GlobalArrays / ga

Partitioned Global Address Space (PGAS) library for distributed arrays
http://hpc.pnl.gov/globalarrays/
Other
100 stars 38 forks source link

BLAS misidentified as lp64 (it's ilp64) #206

Closed Jellby closed 4 months ago

Jellby commented 3 years ago

I would like to use a compiled Reference BLAS (and LAPACK), as part of another package. The libraries should be ilp64 and I add it as a required linalg component. However, I get, with CMake:

-- Could NOT find BLAS (missing: ilp64)

It seems https://github.com/GlobalArrays/ga/blob/develop/cmake/linalg-modules/util/ilp64_checker.c returns with:

 ** On entry to DGEMM parameter number  8 had an illegal value

but with return code of 0, and the result checksum is never done.

In https://github.com/Reference-LAPACK/lapack/blob/master/BLAS/SRC/xerbla.f, changing the STOP to STOP 1, causes at least the return code to be 1 and the BLAS library being identified as ilp64.

ajaypanyala commented 3 years ago

@Jellby Could you please post the full CMake configure line you are using ? Also when you build/use an existing Reference LAPACK library, do you know if it was built with the ilp64 option -DBUILD_INDEX64=ON ? Could you also confirm if the libs libblas64.a and liblapack64.a are available in the existing Ref.
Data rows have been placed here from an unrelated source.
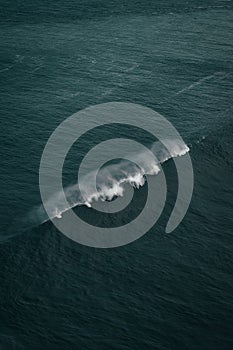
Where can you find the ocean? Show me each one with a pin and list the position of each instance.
(164, 290)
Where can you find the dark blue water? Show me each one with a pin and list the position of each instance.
(163, 291)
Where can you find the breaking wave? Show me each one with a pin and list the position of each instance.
(111, 180)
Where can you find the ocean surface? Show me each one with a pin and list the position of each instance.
(163, 291)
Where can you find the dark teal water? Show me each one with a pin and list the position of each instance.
(164, 291)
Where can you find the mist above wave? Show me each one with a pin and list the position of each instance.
(112, 178)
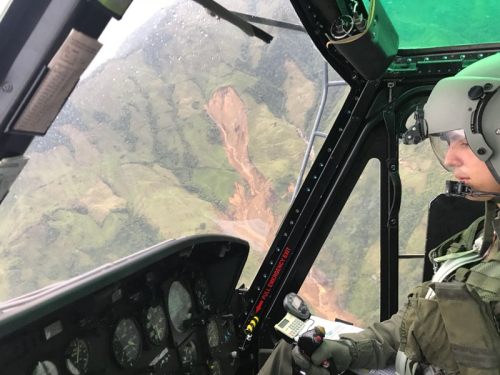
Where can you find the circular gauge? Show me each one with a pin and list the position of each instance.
(227, 331)
(180, 306)
(155, 323)
(201, 370)
(189, 355)
(45, 368)
(215, 368)
(201, 290)
(77, 357)
(213, 334)
(127, 342)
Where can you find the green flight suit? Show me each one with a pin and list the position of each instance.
(456, 330)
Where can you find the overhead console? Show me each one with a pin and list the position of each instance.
(165, 310)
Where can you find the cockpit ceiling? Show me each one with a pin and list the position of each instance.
(430, 23)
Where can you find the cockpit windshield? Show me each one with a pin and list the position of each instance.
(429, 23)
(4, 6)
(183, 126)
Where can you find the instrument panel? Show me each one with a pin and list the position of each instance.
(168, 318)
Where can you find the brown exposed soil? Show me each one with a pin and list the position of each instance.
(251, 202)
(250, 213)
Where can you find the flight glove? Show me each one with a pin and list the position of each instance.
(338, 351)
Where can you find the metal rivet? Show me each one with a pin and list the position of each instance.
(7, 87)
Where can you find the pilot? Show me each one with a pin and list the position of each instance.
(449, 325)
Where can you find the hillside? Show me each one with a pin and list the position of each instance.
(195, 128)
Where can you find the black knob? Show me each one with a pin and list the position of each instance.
(476, 92)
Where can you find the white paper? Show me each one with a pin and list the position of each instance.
(9, 170)
(332, 329)
(65, 69)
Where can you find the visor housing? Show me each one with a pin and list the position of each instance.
(440, 143)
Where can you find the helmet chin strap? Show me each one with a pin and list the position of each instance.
(459, 189)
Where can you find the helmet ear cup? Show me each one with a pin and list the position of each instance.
(490, 129)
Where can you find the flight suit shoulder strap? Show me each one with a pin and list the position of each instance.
(462, 241)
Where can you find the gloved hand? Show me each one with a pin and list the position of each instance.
(335, 350)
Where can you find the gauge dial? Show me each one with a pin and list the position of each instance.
(45, 368)
(77, 357)
(127, 342)
(189, 354)
(213, 334)
(227, 330)
(180, 306)
(215, 368)
(202, 292)
(155, 323)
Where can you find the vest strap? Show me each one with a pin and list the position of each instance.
(484, 282)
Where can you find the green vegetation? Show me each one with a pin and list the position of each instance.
(134, 158)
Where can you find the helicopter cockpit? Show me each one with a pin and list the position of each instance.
(171, 170)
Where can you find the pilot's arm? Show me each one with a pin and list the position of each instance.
(374, 347)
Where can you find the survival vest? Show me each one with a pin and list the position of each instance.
(457, 330)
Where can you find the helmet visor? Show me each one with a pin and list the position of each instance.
(440, 143)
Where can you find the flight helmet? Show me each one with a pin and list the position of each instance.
(465, 105)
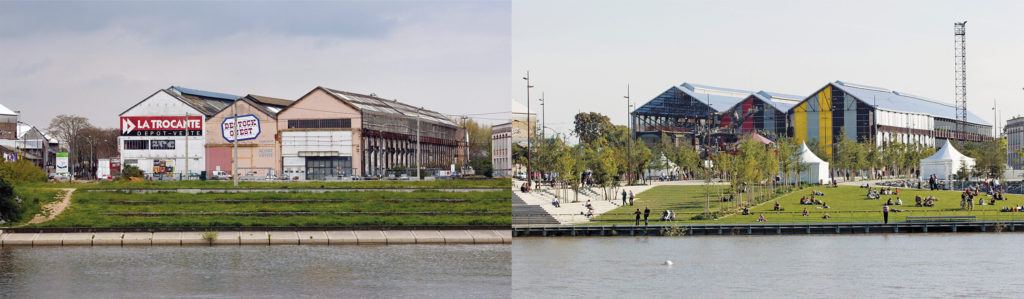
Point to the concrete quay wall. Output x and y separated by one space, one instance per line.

BLAS/LAPACK installation.

Jellby commented 3 years ago

It's a bit of an unorthodox build, I'm afraid... There's a file blas.F containing just lines like:

#include "caxpy.f"
#include "cgemm.f"
#include "dasum.f"
#include "daxpy.f"
#include "dcabs1.f"
...

which is compiled with:

$ gfortran -fdefault-integer-8 -I/path/to/lapack/BLAS/SRC -c blas.F
$ ar cr libblas.a blas.o

Then, for GA:

$ cmake -D ENABLE_FORTRAN=ON -D ENABLE_CXX=OFF -D ENABLE_TESTS=OFF -D ENABLE_I8=ON -D LINALG_REQUIRED_COMPONENTS=ilp64 -D ENABLE_BLAS=ON -D LINALG_PREFIX="/" -D BLAS_LIBRARIES=/path/to/libblas.a /path/to/ga
...
-- void size: 8, USE_I8: ON, ENABLE_I8: ON
-- Performing Test BLAS_LOWER_UNDERSCORE
-- Performing Test BLAS_LOWER_UNDERSCORE -- found
-- Could NOT find BLAS (missing: ilp64) 
CMake Error at cmake/ga-linalg.cmake:142 (message):
  ENABLE_BLAS=ON, but a LAPACK library was not found
Call Stack (most recent call first):
  CMakeLists.txt:154 (include)

-- Configuring incomplete, errors occurred!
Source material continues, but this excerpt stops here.